George Carey, pictured here in 1601 by Nicholas Hilliard the celebrated miniaturist,  was born in 1547. One of his younger brothers was Robert Carey who wrote an account of his time as warden on the marches between England and Scotland. He is without a shadow of a doubt my most favourite Tudor, so it was with delight that I discovered that big brother George who went on to become the second Baron Hunsdon upon his father’s death was the governor of Carisbrooke Castle for some twenty years.

George, a graduate of Trinity College, Cambridge began working on his royal cousin’s (or possibly royal auntie if you think that Henry was the illegitimate son of Henry VIII) behalf in his early teens when he travelled north for the baptism of the infant Prince James of Scotland who would one day become King James I of England. He turns up in Scotland again to discuss the possible marriage between Mary Queen of Scots and the Duke of Norfolk and later during the Rebellion of the Northern Earls when he assisted his father in cleansing the borders of undesirables. He was knighted in the field and went on campaign in the Netherlands. In short he did all the ‘Flasheartish’ things that Tudor gentlemen were supposed to do including a spot of light‘privateering.’

In 1599, he accompanied the Earl of Essex on his ill-fated trip to Ireland. His job was treasurer and he seems to have done rather well out of the whole venture, certainly he came home substantially richer than when he set out. Interestingly he was part of the Cecil faction – so quite what he was doing tagging along with the Earl of Essex is a matter for speculation as the two groups did not see eye to eye.

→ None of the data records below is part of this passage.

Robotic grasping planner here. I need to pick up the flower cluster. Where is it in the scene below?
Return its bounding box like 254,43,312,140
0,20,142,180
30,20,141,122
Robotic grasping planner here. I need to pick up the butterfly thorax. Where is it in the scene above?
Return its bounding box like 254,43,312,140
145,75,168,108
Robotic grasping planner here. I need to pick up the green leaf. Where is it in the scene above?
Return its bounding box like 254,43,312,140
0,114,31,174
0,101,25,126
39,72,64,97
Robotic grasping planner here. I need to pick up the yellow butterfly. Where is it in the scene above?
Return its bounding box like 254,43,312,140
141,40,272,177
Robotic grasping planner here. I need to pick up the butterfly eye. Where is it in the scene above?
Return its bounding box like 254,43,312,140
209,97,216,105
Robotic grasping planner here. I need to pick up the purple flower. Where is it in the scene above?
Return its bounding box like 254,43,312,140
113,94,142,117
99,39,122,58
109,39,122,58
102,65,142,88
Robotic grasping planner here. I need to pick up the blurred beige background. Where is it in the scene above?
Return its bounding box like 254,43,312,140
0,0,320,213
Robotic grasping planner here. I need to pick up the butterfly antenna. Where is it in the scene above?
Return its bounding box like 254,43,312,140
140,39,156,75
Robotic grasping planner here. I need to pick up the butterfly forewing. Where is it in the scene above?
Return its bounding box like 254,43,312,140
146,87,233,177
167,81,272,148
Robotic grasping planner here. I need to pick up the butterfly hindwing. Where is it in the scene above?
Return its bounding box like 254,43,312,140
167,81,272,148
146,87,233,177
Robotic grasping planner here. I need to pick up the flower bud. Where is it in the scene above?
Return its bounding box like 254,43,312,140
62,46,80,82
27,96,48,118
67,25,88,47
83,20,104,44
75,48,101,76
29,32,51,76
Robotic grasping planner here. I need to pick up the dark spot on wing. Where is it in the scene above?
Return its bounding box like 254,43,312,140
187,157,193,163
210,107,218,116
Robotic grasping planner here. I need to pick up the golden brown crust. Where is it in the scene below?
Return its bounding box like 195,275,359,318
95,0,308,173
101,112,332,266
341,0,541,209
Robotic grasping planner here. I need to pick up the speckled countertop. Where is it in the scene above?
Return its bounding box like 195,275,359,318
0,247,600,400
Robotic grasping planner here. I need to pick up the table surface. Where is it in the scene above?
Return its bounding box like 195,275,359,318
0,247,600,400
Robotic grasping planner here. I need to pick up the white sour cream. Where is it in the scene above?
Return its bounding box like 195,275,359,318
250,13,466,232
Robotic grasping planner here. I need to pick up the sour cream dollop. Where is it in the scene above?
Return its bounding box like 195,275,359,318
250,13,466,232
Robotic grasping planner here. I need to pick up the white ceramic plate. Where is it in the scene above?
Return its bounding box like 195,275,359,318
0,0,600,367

He also served as an MP on several occasions. His interest in Mary Queen of Scots seems to have continued as he is recorded as being part of the committee that discussed her fate.

George became governor of the Isle of Wight and captain-general of Hampshire. His period in office lasted for twenty years and included the Spanish Armada threat. Carey was known for his hospitality and his concerns about the defence of the island. He was, it turns out, unpopular with the local gentry. A chap called Robert Dillington took umbridge about his use of the title governor and his high-handed approach to getting what he wanted. A list of complaints was compiled. However Dillington’s timing was poor. England was being menaced by the Spanish Armada. The Privy Council sided with Carey and the following year Dillington found himself incarcerated in the Fleet.

George and his wife, a relation of the poet Edmund Spenser, had one daughter called Elizabeth to whom he left most of his wealth when he expired according to Wikipaedia of venereal disease and mercury poisoning in 1603–which is I suppose still rather Flasheartish.